Lipitor is the top-selling prescription drug in the world and Americans spent over $6.5 billion on Lipitor in 2006 alone. Lipitor’s maker—Pfizer—is spending millions on a marketing campaign to keep Lipitor at number one. But Lipitor is not the only option available for the treatment for high cholesterol, and a new report by Consumer Reports says that many less expensive generic cholesterol treatments work just as well as Lipitor.
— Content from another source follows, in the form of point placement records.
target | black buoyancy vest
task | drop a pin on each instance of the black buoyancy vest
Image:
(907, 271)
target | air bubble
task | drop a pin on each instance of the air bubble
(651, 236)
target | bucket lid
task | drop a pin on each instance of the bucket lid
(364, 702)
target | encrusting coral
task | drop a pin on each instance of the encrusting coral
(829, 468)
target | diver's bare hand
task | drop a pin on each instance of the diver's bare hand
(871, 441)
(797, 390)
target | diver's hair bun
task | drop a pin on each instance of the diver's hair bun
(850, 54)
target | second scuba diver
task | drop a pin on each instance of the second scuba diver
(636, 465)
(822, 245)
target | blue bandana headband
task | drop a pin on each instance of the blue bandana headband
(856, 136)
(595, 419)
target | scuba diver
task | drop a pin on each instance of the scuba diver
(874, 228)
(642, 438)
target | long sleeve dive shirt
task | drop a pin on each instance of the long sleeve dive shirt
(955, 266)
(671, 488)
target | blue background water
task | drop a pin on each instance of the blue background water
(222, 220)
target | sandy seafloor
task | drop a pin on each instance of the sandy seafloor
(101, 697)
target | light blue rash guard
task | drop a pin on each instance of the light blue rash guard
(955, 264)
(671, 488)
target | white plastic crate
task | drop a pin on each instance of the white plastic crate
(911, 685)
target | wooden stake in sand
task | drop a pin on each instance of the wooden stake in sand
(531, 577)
Consumer Reports says Lipitor’s compelling ads with Dr. Robert Jarvik—inventor of the Jarvik artificial heart—may lead consumers to believe Lipitor to be the only statin that can lower cholesterol. According to Consumer Reports, Lipitor is—in fact—a highly effective drug for lowering cholesterol and it’s one good choice for people who have high levels of LDL cholesterol or who’ve had a heart attack or who suffer from acute coronary syndrome (ACS). What consumers may not know is that the vast majority of people can get the same protection of Lipitor from a generic statin at less than half the cost.
Generic drugs are chemical twins of brand-name drugs whose patents have expired. Three generic statins now available are: Simvastatin, pravastatin, and lovastatin. Lipitor’s Web site makes a point of saying that there is “no generic form of Lipitor”; however, there will be Lipitor generics in two years when its patent expires. Another good reason why Pfizer is spending lots of money now to ensure brand name Lipitor stays with consumers.
Statins are a class of drugs that lower the level of cholesterol in the blood by reducing the production of cholesterol by the liver, blocking the enzyme in the liver responsible for producing cholesterol. Cholesterol is critical to the normal function of every cell in the body; however, it also contributes to the development of atherosclerosis, a condition in which cholesterol-containing plaques form within the arteries. These plaques block the arteries and reduce the flow of blood to the tissues that the arteries supply. When plaques rupture, a blood clot forms on the plaque further blocking the artery and reducing blood flow. When blood flow is reduced sufficiently in the arteries that supply blood to the heart, the result is angina or heart attack; if on plaques in the brain, the result is stroke; on plaques in the leg, intermittent claudication—pain in the legs while walking. By reducing cholesterol production, statins slow the formation of new plaques and can occasionally reduce existing plaque size. Statins also stabilize plaques and make them less prone to rupturing and forming clots.
Lipitor’s patient information does not list cognitive issues among its side effects; however, anecdotal reports linking statins—like Lipitor—to mental problems are beginning to gain some attention. Some doctors are concerned that statins, specifically Lipitor, might help patients’ hearts but jeopardize their minds. To be certain, researchers at the University of California at San Diego are completing a randomized, controlled trial examining the effect of statins on thinking, mood, behavior, and quality of life. Concerns about statins on cognition have appeared in medical journals, conferences, and the mainstream media for years and there has been talk linking statins to the development of diseases such as amyotrophic lateral sclerosis (ALS)—Lou Gehrig’s disease—and Parkinson’s disease.